Solo qualche tempo fa, Anthony Malkin ostentava ottimismo al Financial Times: «Sento che c’è grande sostegno attorno alla quotazione dell’edificio. Sono molto incoraggiato da questo». E poi ancora: «È un’occasione imperdibile, con il nostro progetto aumenterà il valore dell’edificio e così sarà un bene per tutti». Ma evidentemente il fiuto per gli affari non aiuta a capire gli altri, visto quel che è accaduto dopo. Alle origini della contesa la strana struttura proprietaria del grattacielo che viene divisa nel 1961 tra circa 2800 acquirenti, con uno statuto che prevede ci debba essere l’80% dei consensi per arrivare a cambiare qualcosa. I Malkin hanno bussato porta a porta, parlato per ore con tutti per arrivare ad un passo dal traguardo: il 75% dei sì. Ma gli avversari non si sono arresi: citazione in giudizio per fermare l’affare, creazione di un sito Internet che pubblicizza le loro ragioni e ridicolizza i rivali e teleconferenze pubbliche per arringare i piccoli azionisti e informarli dei pericoli a cui vanno incontro. «Sono dei manipo-latori, dicono solo bugie alla gente e stanno portando tutti in un vicolo cieco: cercano solo di farsi pubblicità. Noi vogliamo rendere moderno l’Empire che ora è una struttura arcaica dove tutto è complicato».

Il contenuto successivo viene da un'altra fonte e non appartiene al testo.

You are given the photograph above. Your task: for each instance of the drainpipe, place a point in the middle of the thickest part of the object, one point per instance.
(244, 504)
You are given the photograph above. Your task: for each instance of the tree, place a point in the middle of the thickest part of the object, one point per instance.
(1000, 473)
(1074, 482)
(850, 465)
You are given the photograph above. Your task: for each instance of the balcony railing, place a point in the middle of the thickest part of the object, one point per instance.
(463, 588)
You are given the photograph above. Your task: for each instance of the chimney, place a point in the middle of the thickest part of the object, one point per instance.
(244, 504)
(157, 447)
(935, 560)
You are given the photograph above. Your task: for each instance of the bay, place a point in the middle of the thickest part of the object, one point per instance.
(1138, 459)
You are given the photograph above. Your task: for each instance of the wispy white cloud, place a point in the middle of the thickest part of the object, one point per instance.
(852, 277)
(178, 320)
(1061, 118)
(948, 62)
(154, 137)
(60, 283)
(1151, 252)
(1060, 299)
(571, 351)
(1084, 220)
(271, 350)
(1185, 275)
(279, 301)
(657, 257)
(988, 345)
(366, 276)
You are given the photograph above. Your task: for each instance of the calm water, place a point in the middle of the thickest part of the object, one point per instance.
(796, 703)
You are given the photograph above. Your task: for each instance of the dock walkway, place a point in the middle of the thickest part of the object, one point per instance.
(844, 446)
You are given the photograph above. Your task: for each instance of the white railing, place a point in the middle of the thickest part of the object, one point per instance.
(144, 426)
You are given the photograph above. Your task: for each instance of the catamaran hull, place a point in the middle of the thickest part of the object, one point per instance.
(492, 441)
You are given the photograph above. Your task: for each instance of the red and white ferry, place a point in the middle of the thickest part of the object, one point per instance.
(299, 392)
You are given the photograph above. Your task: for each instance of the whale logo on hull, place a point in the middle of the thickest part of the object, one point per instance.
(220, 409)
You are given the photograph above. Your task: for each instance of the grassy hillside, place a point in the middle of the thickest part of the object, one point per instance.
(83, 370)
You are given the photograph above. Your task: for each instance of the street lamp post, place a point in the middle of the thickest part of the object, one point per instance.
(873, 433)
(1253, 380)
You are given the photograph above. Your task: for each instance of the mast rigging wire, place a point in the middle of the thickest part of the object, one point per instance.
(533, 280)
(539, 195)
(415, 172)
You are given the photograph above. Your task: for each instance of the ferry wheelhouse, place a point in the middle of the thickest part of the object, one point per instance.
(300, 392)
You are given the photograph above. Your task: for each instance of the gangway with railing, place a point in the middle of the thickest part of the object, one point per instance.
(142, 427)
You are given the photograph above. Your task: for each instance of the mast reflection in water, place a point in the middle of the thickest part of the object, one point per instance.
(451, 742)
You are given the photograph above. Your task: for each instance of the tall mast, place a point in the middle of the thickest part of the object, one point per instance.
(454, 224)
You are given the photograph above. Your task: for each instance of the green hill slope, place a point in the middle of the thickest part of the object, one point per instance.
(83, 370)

I due sono appassionati e soprattutto hanno parecchia fretta perché hanno un disperato bisogno di dollari, che il palazzo mangia a getto continuo. I lavori di ristrutturazione della lobby Art Decò e degli appartamenti con un ambizioso progetto di renderlo più “verde” stanno sforando tutti i budget. Ma la velocità degli affari mal si concilia con la lentezza delle tradizioni. Quando nel 1961 vengono messe in vendita le azioni nasce quasi una mistica dell’Empire State Building, che diventa il simbolo vivente del successo raggiunto dalla classe media in grado, dopo anni di sacrifici, di toccare il cielo con un dito. Avere anche solo una piccola partecipazione è come andare ad un ballo di gala del Waldford Astoria: Martini ghiacciati e abiti da sera in stile Med Man.
Come racconta al New York Times il figlio di uno dei primi proprietari: «Mio padre aggiustava orologi e mi ricordo ancora oggi cosa provò quando acquistò per 5.000 dollari, quasi tutti i soldi che aveva, mezza quota. Gli tremavano le mani, temeva che sino all’ultimo qualcosa potesse andare storto. Ecco perché siamo così attaccati a questo palazzo». Un’altra erede però sembra dare qualche speranza ai Malkin: «Mio papà era un povero ragazzo dalla East Side che ha avuto fortuna. Anche io mi preoccupo del passato, l’ho tramandata con orgoglio ai miei figli. Ma non capisco come possa essere messo in pericolo da questo affare: potremmo sempre indicare il mattone e dire: quel mattone è mio».
E l’Huffington Post qualche giorno fa titolava: “Compratevi un pezzo di Empire State Building”. Anche oggi, come quando fu inaugurato, il primo maggio del 1931, l’America lotta per uscire da una crisi economica. Le sue mille luci sono pronte ad illuminare un nuovo sogno americano. Ovviamente quotato a Wall Street.